全排列是将一组数按一定顺序进行排列，如果这组数有n个，那么全排列数为n!个。现以{1, 2, 3, 4, 5}为例说明如何编写全排列的递归算法。

1、首先看最后两个数4, 5。 它们的全排列为4 5和5 4, 即以4开头的5的全排列和以5开头的4的全排列。由于一个数的全排列就是其本身，从而得到以上结果。

2、再看后三个数3, 4, 5。它们的全排列为3 4 5、3 5 4、 4 3 5、 4 5 3、 5 3 4、 5 4 3 六组数。即以3开头的和4,5的全排列的组合、以4开头的和3,5的全排列的组合和以5开头的和3,4的全排列的组合.从而可以推断，设一组数p = {r1, r2, r3, ... ,rn}, 全排列为perm(p)，pn = p - {rn}。因此perm(p) = r1perm(p1), r2perm(p2), r3perm(p3), ... , rnperm(pn)。当n = 1时perm(p} = r1。

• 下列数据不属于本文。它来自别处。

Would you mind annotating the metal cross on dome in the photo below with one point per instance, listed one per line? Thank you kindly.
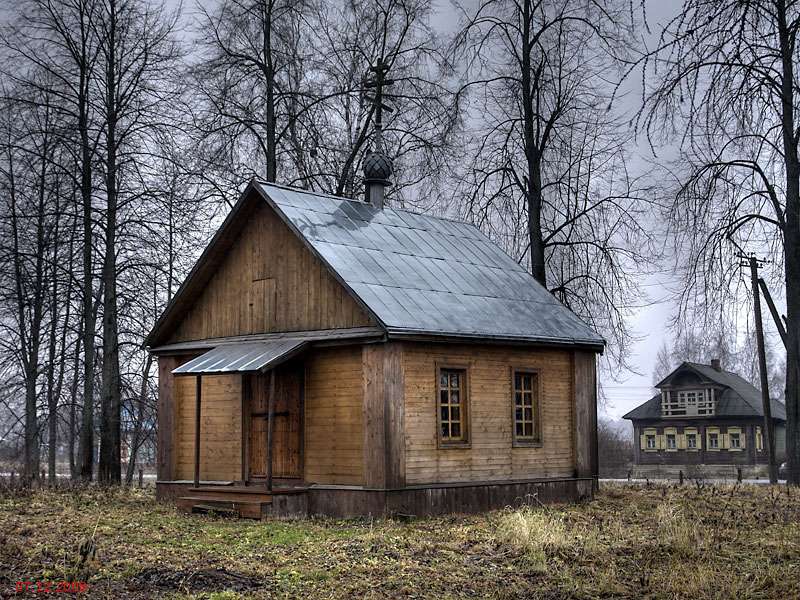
(377, 81)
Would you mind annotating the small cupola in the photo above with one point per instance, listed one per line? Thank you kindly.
(378, 167)
(377, 176)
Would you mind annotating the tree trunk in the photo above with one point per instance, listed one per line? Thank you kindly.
(141, 402)
(269, 77)
(791, 248)
(109, 468)
(533, 189)
(86, 444)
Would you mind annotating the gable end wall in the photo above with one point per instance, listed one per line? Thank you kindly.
(268, 282)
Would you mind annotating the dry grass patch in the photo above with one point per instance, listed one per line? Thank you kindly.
(631, 542)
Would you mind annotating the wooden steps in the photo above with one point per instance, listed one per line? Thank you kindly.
(239, 501)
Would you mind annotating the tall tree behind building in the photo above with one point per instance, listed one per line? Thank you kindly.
(548, 175)
(727, 88)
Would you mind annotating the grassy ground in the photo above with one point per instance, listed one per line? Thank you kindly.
(657, 542)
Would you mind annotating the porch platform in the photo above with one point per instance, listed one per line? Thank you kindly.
(251, 501)
(345, 501)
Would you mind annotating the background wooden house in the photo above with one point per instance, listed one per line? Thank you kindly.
(329, 356)
(704, 420)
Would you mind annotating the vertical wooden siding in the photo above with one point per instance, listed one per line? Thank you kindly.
(334, 424)
(490, 455)
(220, 427)
(269, 282)
(585, 385)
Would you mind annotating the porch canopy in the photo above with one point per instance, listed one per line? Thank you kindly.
(242, 357)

为了更容易理解，将整组数中的所有的数分别与第一个数交换，这样就总是在处理后n-1个数的全排列。

#include <iostream> 
using namespace std;
int n = 0;

void swap(char *a ,char *b)
{
    int m ;
    m = *a;
    *a = *b;
    *b = m;
} 
 
void perm(char list[],int k, int m )
{
    int i;
    if(k >m)
    {
        for(i = 0 ; i <= m ; i++)
        {
            cout<<"r"<<list[i];
             
        }
        cout<<endl;
        n++;
    }
    else
    {
        for(i = k ; i <=m;i++)
        {
            swap(&list[k],&list[i]);
            perm(list,k+1,m);
            swap(&list[k],&list[i]);
        }
    }
}

int main()
{
    char list[] ="12345";
    perm(list,0,4);
    cout<<"total:"<<n<<endl;     
    return 0;
}